# Help: Feed Reverse Lever on Heavy 10?



## Splat (May 30, 2012)

I don't know if only the SB Heavy 10's have this type of feed reverse lever (FRL) on the headstock but anyway....  On my new-to-me Heavy 10 the FRL brass(?) handle was broken off. I  searched around the web and haven't found anyone with one for sale so I  may have to make one. Can anyone please explain to me how the feed reverse lever is supposed to work? Do you just squeeze the two handles together to be able to move them up/down. Is there a pin mechanism or something in there? Thank you.


----------



## OldMachinist (May 30, 2012)

The brass lever when squeezed toward the feed reverse lever pulls the spring loaded pin out so you can change the lead screw direction or put in in neutral. The 10" and 13" South Bend used the same brass lever.


----------



## Splat (May 30, 2012)

OldMachinist said:


> The brass lever when squeezed toward the feed reverse lever pulls the spring loaded pin out so you can change the lead screw direction or put in in neutral. The 10" and 13" South Bend used the same brass lever.

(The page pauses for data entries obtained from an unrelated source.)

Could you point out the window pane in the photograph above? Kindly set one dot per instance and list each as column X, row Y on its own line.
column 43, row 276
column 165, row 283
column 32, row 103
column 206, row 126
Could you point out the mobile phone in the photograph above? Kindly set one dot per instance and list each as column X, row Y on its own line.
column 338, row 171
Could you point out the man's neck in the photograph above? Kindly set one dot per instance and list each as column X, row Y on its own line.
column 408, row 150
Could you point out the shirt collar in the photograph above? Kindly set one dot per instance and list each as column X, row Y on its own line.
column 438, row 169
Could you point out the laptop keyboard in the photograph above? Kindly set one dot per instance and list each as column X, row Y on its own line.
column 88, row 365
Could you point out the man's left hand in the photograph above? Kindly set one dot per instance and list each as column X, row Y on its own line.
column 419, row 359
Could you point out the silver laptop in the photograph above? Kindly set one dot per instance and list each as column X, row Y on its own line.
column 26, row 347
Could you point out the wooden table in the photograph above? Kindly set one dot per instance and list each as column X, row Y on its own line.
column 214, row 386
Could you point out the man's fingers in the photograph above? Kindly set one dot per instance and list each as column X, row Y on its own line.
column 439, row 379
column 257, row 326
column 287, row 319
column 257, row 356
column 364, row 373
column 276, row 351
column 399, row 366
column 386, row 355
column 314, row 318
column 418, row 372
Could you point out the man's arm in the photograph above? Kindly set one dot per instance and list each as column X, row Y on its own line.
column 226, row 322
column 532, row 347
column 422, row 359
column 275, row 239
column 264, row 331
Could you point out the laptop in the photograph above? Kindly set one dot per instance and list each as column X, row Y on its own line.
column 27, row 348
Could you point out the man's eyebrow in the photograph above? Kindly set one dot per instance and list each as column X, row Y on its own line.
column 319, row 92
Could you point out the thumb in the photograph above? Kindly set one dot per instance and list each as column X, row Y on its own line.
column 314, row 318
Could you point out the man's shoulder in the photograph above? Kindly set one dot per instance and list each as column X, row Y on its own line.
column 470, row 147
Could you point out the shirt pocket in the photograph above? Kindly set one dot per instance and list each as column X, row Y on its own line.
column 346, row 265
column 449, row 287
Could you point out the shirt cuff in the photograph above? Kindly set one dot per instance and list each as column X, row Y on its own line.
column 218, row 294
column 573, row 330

Thank you, sir! I should be able to craft one up. :thinking:


----------



## jumps4 (May 30, 2012)

I believe this is your handle for $49.95
http://www.ebay.com/itm/SOUTH-BEND-...196?pt=LH_DefaultDomain_0&hash=item46042e8c74
steve


----------



## Splat (May 30, 2012)

jumps4 said:


> I believe this is your handle for $49.95
> http://www.ebay.com/itm/SOUTH-BEND-...196?pt=LH_DefaultDomain_0&hash=item46042e8c74
> steve



Thanks Steve. If I can't make a working one I'll pro'lly buy that.


----------



## Splat (May 31, 2012)

Knew I should'a just bought that one off'a Fleabay!  It's gone.  Ya snooze, ya looze!


----------